There’s a palpable, reciprocal tenderness and warmth between the subject and interviewer that’s not attainable for most documentarians (it’s surreal to hear THE Arthur Miller called “Daddy”). At times, he feels more willing to open up to her in an apparent attempt to help a fellow artist who he clearly loves, exposing his emotionally raw humanity. Their exchanges — and really, the entire movie — delve into the symbiotic relationship of influence between life and art.

Though the nature of their father-daughter relationship is somewhat communicated through their recorded interactions and the very way that she approaches compiling the material, Arthur Miller: Writer’s predominantly focuses on its title character. A part of me wishes Ms. Miller had artistically infused more of herself into the proceedings. Her personal footage is by far the best parts of the movie because they could only have come from his daughter; I wish the rest felt like that, especially since she’s normally such an inventive filmmaker.

It makes sense if she deliberately wanted to be a secondary component of the proceedings to keep all eyes on the main attraction, but this decision leads to a disappointingly conventional biographical structure.  There are admittedly some traces of deeper subtext: She seems to handpick quotes — including the one that starts the movie — about the difference between truth and performance, an idea that obviously pertains to a documentary that purports to show the man behind the legend.
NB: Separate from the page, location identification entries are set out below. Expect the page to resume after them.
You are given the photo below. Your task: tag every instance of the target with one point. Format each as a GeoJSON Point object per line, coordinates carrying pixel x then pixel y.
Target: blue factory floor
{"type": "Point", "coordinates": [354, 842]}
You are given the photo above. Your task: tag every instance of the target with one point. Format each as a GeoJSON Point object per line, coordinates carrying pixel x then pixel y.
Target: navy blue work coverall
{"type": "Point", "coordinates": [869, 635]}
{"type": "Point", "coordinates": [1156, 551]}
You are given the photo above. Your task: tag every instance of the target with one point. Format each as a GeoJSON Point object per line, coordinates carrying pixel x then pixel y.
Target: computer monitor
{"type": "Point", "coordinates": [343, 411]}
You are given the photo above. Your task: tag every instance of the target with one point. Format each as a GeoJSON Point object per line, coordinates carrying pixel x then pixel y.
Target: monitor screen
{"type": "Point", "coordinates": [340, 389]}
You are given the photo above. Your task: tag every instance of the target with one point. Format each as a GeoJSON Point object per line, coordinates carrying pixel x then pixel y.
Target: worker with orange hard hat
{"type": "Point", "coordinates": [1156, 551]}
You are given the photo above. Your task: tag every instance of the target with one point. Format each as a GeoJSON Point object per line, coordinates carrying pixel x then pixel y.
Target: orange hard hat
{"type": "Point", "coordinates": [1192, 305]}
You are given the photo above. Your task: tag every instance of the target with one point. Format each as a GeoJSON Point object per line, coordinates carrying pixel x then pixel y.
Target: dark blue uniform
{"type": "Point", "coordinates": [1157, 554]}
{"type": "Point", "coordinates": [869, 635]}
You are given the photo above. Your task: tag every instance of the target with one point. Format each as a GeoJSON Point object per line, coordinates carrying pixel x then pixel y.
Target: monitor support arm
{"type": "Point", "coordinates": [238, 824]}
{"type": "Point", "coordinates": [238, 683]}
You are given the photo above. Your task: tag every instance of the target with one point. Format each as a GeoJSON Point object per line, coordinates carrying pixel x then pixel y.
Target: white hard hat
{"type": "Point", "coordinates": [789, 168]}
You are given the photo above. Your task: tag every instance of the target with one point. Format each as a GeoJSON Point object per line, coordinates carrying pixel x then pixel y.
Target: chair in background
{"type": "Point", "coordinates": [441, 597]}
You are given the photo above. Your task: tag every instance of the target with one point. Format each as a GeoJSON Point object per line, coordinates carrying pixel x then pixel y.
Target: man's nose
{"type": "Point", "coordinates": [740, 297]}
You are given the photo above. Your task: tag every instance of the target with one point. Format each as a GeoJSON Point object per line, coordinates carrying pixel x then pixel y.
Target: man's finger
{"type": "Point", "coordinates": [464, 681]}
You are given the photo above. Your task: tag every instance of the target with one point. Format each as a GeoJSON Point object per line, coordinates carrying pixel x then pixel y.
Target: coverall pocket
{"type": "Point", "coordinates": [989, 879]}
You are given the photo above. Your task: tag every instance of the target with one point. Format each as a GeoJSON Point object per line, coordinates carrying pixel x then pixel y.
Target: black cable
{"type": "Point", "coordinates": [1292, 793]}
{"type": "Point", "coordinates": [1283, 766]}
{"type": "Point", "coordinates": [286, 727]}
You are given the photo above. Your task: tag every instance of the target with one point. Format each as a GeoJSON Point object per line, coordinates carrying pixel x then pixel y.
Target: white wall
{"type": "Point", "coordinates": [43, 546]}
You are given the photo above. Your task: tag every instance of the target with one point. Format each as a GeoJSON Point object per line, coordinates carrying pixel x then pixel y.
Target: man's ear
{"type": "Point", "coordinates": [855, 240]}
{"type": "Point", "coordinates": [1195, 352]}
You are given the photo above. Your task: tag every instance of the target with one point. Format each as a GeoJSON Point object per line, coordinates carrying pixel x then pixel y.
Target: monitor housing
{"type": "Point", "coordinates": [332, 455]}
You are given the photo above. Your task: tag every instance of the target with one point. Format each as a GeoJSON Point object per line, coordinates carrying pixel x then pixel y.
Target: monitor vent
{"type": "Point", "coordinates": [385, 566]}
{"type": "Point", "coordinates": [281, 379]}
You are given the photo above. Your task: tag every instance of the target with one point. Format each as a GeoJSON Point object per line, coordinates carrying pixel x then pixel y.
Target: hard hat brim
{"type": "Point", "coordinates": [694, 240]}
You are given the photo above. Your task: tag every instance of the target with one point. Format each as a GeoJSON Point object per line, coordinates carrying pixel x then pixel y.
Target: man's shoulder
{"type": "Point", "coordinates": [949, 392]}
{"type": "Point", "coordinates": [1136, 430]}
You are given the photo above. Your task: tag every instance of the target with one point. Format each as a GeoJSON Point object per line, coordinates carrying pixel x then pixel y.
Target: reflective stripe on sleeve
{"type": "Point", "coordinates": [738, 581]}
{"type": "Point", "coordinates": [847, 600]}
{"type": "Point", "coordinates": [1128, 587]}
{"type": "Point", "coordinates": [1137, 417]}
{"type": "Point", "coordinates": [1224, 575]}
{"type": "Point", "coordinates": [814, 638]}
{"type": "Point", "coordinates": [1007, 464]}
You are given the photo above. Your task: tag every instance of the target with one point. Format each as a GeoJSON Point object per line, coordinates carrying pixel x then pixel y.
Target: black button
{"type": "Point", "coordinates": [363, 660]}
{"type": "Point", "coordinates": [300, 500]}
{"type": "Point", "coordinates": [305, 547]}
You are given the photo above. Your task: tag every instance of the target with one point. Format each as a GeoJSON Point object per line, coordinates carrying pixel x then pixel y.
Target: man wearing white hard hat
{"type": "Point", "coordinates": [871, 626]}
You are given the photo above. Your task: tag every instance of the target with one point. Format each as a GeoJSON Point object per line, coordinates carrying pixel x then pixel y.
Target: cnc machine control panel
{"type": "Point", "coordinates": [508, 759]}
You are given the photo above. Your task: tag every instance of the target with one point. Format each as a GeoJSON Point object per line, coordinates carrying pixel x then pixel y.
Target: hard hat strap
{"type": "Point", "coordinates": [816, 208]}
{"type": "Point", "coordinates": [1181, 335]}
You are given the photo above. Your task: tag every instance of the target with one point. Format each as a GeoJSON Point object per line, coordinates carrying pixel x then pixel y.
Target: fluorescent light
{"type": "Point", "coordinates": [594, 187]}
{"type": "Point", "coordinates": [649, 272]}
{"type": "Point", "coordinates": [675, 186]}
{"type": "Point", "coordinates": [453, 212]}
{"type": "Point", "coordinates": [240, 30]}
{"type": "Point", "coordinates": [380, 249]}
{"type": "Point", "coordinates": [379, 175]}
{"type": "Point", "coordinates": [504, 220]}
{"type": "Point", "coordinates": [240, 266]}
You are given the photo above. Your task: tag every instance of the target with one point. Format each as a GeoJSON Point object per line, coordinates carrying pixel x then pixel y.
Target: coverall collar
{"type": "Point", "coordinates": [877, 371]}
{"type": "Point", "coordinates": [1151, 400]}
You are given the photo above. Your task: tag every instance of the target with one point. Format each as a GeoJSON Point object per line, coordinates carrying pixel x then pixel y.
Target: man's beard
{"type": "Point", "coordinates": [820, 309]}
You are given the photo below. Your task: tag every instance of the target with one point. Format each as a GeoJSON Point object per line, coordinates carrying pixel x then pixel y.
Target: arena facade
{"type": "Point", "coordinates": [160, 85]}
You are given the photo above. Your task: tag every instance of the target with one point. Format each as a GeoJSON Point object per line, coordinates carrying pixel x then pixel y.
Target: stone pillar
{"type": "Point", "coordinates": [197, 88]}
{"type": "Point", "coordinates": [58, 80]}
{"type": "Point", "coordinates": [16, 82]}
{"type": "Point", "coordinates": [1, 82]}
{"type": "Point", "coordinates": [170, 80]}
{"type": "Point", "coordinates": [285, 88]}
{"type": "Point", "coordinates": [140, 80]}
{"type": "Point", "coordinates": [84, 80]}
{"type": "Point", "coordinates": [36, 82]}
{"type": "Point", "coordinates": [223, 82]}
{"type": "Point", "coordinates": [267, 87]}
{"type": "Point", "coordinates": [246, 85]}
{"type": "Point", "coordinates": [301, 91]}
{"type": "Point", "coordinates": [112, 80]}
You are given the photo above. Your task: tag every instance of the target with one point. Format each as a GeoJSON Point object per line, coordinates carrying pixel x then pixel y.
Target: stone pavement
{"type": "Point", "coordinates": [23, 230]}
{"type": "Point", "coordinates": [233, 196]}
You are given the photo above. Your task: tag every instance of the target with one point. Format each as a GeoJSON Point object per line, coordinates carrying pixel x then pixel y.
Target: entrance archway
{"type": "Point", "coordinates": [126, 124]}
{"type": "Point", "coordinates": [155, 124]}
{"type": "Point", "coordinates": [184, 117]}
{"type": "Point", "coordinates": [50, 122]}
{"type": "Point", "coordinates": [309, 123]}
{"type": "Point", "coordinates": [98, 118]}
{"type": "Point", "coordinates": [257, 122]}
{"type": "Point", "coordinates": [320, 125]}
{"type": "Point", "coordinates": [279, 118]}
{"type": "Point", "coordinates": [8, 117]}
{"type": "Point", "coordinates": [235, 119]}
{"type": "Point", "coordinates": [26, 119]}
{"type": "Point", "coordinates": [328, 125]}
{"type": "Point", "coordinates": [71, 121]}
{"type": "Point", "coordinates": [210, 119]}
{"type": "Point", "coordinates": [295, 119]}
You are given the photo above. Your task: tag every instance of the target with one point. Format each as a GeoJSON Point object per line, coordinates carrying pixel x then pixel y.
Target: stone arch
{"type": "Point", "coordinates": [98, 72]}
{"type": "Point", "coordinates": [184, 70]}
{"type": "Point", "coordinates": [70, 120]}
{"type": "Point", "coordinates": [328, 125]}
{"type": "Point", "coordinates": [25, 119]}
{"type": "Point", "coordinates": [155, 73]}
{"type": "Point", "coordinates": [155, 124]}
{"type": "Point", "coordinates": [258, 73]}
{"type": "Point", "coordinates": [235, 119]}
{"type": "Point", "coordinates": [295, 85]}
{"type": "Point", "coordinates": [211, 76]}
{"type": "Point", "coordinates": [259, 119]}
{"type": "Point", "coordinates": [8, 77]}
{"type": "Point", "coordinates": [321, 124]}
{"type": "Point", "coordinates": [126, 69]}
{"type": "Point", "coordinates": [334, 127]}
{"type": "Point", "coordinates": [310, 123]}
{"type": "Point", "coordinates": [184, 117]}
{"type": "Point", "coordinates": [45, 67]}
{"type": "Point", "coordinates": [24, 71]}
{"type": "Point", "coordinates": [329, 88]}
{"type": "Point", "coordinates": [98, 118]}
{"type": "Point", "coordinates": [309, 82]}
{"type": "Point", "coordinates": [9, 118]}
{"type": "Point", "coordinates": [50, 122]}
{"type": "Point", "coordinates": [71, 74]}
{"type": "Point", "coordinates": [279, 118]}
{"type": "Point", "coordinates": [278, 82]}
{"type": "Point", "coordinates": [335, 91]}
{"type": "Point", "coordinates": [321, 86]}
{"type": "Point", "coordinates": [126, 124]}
This concept also relates to the very notion of a “true” identity; I couldn’t help but notice that he referred to himself in letters using the shortened “Art,” perhaps a nod to his understanding that we’re all creations of some kind. He’s constantly shown tinkering with furniture and lanscaping around his home, as if he always yearned to control his surroundings, much like how a playwright is the master puppeteer of his dramatic worlds.

Despite his easily-recognizable genius, I’m not sure those unfamiliar with Arthur Miller will find much of interest here. But for the rest of us sane people, Arthur Miller: Writer is an expected godsend, though I still wish the results weren’t as predictable. Regardless, as a self-proclaimed surveyor of the arts, it’s hard not to love such a competent, educational, and informative documentary.